Figure 4.

The absence of New1 specifically increases ribosomal readthrough when the weak stop codon UGA is preceded by C-terminal lysine. (A–C) Binned distributions of ribosome queuing scores (QS) for ORFs terminating in either UAA (A), UAG (B) or UGA (C) stop codons. (D–F) Same as (A–C), but with for ORFs encoding C-terminal lysine residues. Geomeans of QS distributions for wild type is black and for new1Δ is in red, the QS fold change is in green. Numbers of ORFs included in the analyses are shown on the figure, e.g. 1830 instances of ORFs with UAA stop codon.

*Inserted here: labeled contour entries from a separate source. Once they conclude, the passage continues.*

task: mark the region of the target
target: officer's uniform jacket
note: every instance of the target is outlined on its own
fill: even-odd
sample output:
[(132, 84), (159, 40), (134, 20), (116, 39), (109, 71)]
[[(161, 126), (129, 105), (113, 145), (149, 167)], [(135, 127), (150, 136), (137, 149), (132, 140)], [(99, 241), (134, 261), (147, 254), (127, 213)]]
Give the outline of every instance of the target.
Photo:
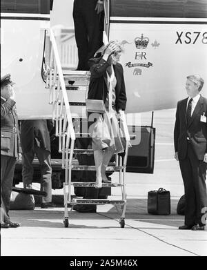
[(18, 157), (21, 148), (15, 104), (1, 97), (1, 155)]

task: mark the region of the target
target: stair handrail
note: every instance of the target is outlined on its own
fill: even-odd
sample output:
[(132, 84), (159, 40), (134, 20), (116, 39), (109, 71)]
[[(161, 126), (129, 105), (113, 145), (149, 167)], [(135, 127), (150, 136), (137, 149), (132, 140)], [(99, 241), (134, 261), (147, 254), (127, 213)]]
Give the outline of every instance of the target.
[(64, 81), (63, 74), (63, 71), (62, 71), (62, 67), (61, 67), (61, 61), (60, 61), (60, 59), (59, 59), (59, 56), (57, 43), (55, 41), (55, 35), (54, 35), (52, 29), (49, 28), (48, 31), (50, 33), (50, 39), (51, 44), (52, 44), (52, 49), (53, 50), (53, 52), (54, 52), (54, 56), (55, 56), (56, 65), (57, 65), (57, 72), (58, 72), (58, 75), (59, 75), (59, 79), (60, 85), (61, 85), (61, 88), (62, 95), (63, 97), (63, 102), (64, 102), (64, 106), (65, 106), (65, 108), (66, 108), (66, 116), (67, 116), (67, 119), (68, 119), (68, 128), (70, 131), (70, 138), (72, 141), (75, 141), (75, 134), (72, 122), (72, 115), (71, 115), (71, 112), (70, 112), (69, 100), (68, 98), (67, 91), (66, 91), (66, 85), (65, 85), (65, 81)]

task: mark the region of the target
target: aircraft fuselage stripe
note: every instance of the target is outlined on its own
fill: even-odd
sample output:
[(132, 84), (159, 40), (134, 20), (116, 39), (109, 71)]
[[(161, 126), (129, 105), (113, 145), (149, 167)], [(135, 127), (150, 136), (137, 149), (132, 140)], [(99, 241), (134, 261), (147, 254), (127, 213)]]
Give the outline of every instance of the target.
[(6, 20), (41, 20), (41, 21), (50, 21), (50, 18), (44, 18), (42, 17), (1, 17), (1, 19), (6, 19)]
[(207, 24), (207, 21), (138, 21), (110, 20), (111, 23), (153, 23), (153, 24)]

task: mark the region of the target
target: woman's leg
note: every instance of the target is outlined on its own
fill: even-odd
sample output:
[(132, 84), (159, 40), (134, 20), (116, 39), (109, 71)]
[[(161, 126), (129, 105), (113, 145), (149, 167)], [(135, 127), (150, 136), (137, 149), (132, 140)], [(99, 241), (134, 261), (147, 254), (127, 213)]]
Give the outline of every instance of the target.
[(108, 183), (110, 182), (108, 181), (107, 176), (106, 175), (106, 169), (114, 153), (114, 149), (110, 147), (106, 148), (103, 153), (103, 163), (101, 168), (101, 173), (102, 180), (104, 183)]
[(95, 150), (93, 151), (94, 153), (94, 159), (96, 166), (96, 188), (101, 188), (102, 187), (102, 177), (101, 177), (101, 166), (103, 163), (103, 150)]

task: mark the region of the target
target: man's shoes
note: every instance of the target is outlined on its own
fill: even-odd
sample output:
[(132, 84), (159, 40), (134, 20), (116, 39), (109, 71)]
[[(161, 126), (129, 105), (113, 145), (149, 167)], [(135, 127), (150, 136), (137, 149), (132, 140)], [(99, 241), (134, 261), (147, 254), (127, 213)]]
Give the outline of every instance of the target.
[(194, 225), (193, 227), (191, 229), (192, 231), (204, 231), (205, 229), (204, 225), (200, 225), (199, 224)]
[(6, 224), (9, 226), (9, 228), (17, 228), (20, 226), (19, 223), (12, 222), (11, 221), (6, 222)]
[(80, 213), (96, 213), (97, 210), (95, 207), (90, 207), (88, 205), (75, 205), (73, 210)]
[(8, 229), (9, 228), (9, 225), (6, 223), (1, 223), (1, 229)]
[(53, 204), (53, 202), (42, 202), (41, 204), (41, 208), (53, 208), (56, 207), (56, 204)]
[(193, 225), (189, 226), (189, 225), (183, 225), (180, 226), (178, 229), (179, 230), (191, 230), (191, 229), (193, 227)]

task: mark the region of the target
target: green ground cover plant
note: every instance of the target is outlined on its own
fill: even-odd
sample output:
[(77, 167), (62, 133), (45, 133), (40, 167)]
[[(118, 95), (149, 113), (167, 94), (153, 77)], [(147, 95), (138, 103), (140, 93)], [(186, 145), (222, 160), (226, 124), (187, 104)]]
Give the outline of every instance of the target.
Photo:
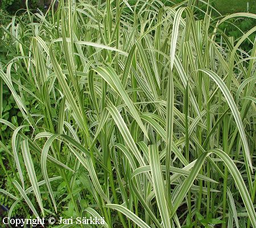
[(256, 27), (223, 29), (256, 15), (196, 2), (60, 1), (1, 27), (9, 217), (256, 227)]

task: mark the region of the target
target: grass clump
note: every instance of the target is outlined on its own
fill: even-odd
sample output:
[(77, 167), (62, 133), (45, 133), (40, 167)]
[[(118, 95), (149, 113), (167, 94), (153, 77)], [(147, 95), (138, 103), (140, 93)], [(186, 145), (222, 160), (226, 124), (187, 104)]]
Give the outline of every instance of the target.
[(9, 215), (256, 227), (256, 27), (236, 40), (220, 28), (256, 16), (115, 2), (60, 1), (1, 28), (15, 56), (0, 104), (7, 87), (21, 113), (15, 124), (0, 113)]

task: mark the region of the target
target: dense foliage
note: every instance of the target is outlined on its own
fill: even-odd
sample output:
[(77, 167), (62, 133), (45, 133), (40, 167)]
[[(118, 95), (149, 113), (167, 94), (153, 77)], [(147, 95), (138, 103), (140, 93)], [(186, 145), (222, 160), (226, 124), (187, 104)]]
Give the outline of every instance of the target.
[(196, 2), (61, 1), (1, 27), (10, 217), (256, 227), (256, 15)]

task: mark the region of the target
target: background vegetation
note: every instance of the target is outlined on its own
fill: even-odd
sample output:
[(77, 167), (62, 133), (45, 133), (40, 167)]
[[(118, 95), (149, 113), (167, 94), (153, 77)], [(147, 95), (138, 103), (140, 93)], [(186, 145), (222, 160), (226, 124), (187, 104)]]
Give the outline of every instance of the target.
[(256, 15), (131, 2), (2, 14), (0, 202), (105, 227), (256, 227)]

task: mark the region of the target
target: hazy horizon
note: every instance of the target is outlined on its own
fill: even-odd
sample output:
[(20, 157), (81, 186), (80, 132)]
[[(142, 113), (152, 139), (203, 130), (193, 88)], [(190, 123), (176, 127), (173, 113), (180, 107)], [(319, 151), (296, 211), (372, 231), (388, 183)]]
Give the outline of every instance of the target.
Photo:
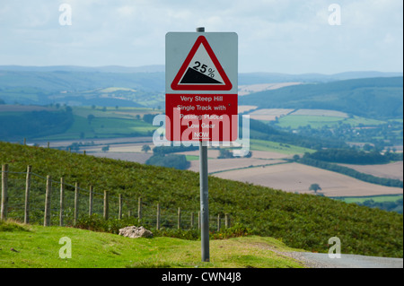
[(3, 0), (0, 65), (163, 65), (201, 26), (238, 34), (239, 73), (403, 71), (400, 0)]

All analyses were performed on pooled datasets from three replicates collected at 20°C. (G, H) Same as (D-F), but with for ORFs encoding C-terminal aspartic acid. (J, K) Stop codon readthrough efficiencies in wild-type and new1Δ strains measured with dual-luciferase reporters harbouring UAA, UAG and UGA stop codons in combination with either a C-terminal AAA lysine codon (J) or GAU aspartic acid codon (K). (L) Readthrough efficiency of UAG G, UAG A, UAG U and UAG C extended stop codons in combination with a C-terminal AAA lysine codon in both wild-type and new1Δ strains. Note that the same AAA UGA C results are shown on both panels (J) and (L) in order to make the data comparison easier. Error bars represent standard deviations. All experiments were performed at 20°C.